(Oleh
Ansari, S.H.I)
Hukum Islam sebagai sebuah hukum yang
hidup di Indonesia mengalami perkembangan yang cukup berarti dalam masa
kemerdekaan. Perkembangan tersebut antara lain dapat dilihat dari kewenangan
yang dimiliki oleh Peradilan Agama (PA) sebagai peradilan Islam di Indonesia. Dulunya, putusan PA murni berdasarkan fiqh para fuqaha‘, eksekusinya harus dikuatkan oleh Peradilan Umum, para hakimnya hanya berpendidikan Syari‘ah tradisional dan tidak berpendidikan hukum, organisasinya tidak berpuncak ke Mahkamah Agung, dan lain-lain.
yang dimiliki oleh Peradilan Agama (PA) sebagai peradilan Islam di Indonesia. Dulunya, putusan PA murni berdasarkan fiqh para fuqaha‘, eksekusinya harus dikuatkan oleh Peradilan Umum, para hakimnya hanya berpendidikan Syari‘ah tradisional dan tidak berpendidikan hukum, organisasinya tidak berpuncak ke Mahkamah Agung, dan lain-lain.
Sekarang keadaan sudah berubah. Salah
satu perubahan mendasar akhir-akhir ini adalah penambahan kewenangan PA dalam
UU Peradilan Agama yang baru, antara lain bidang ekonomi Syari‘ah.
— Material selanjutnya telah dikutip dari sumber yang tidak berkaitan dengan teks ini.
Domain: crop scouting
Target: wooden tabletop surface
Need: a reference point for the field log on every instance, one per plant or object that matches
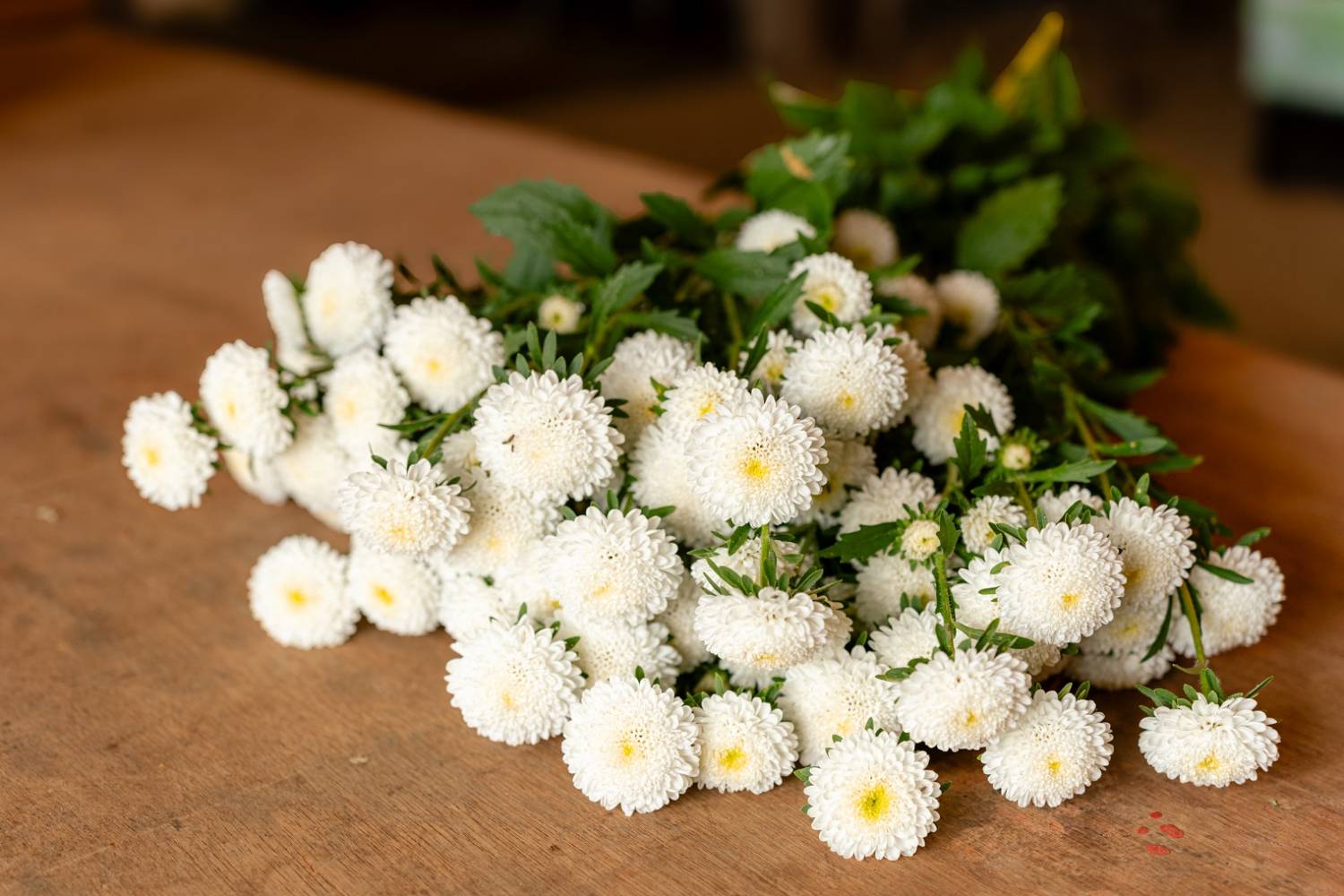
(153, 739)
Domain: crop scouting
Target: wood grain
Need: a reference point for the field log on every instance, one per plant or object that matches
(152, 739)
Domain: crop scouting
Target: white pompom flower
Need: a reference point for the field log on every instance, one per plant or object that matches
(631, 745)
(771, 228)
(873, 796)
(938, 416)
(349, 297)
(886, 497)
(1210, 745)
(836, 696)
(833, 284)
(443, 352)
(1061, 584)
(168, 460)
(1234, 614)
(297, 594)
(546, 437)
(962, 702)
(242, 397)
(513, 684)
(757, 462)
(1155, 546)
(970, 303)
(866, 238)
(403, 509)
(745, 743)
(1053, 753)
(849, 382)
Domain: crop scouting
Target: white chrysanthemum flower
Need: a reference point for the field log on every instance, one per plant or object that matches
(884, 579)
(758, 462)
(513, 684)
(836, 696)
(349, 297)
(1061, 584)
(244, 400)
(745, 743)
(771, 230)
(661, 478)
(849, 382)
(1120, 670)
(612, 565)
(631, 745)
(976, 532)
(559, 314)
(285, 314)
(873, 796)
(166, 457)
(970, 301)
(833, 284)
(908, 635)
(1054, 505)
(962, 702)
(403, 509)
(443, 352)
(938, 416)
(636, 363)
(866, 238)
(883, 498)
(1053, 753)
(771, 367)
(1234, 614)
(297, 594)
(1155, 544)
(1210, 745)
(771, 630)
(545, 437)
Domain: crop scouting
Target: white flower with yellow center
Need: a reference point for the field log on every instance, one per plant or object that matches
(886, 497)
(771, 230)
(745, 745)
(559, 314)
(349, 297)
(513, 684)
(884, 579)
(631, 745)
(1061, 584)
(297, 594)
(962, 702)
(866, 238)
(547, 438)
(970, 303)
(833, 284)
(443, 352)
(1053, 753)
(771, 630)
(395, 592)
(363, 392)
(403, 509)
(921, 295)
(167, 458)
(849, 382)
(1210, 745)
(873, 796)
(938, 416)
(758, 462)
(836, 696)
(242, 397)
(976, 532)
(1155, 546)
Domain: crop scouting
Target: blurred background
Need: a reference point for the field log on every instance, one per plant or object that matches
(1244, 101)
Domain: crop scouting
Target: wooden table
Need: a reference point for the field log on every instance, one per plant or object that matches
(152, 739)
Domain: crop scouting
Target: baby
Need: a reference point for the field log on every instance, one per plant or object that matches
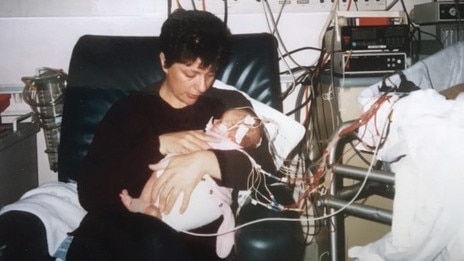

Makalah ini
membicarakan perubahan tersebut dan tantangan yang dihadapi PA di masa depan
sebagai sebuah kekuasaan kehakiman yang modern di Indonesia.
Ekonomi Syari‘ah
Istilah ekonomi syari‘ah atau
perekonomian syari‘ah hanya dikenal di Indonesia, dan di negara-negara lain
dikenal dengan nama ekonomi Islam (Islamic economy, al-iqtishâd al-islâmî)
dan sebagai ilmu disebut ilmu ekonomi Islam (Islamic economics ‘ilm
al-iqtishâd al-islâmî).
Ekonomi atau ilmu ekonomi Islam berbeda
dengan ekonomi atau ilmu ekonomi konvensional yang berkembang di dunia dewasa
ini, karena yang pertama terikat kepada nilai-nilai Islam dan yang kedua
memisahkan diri dari agama sejak negara-negara Barat berpegang kepada
sekularisme dan menjalankan politik sekularisasi.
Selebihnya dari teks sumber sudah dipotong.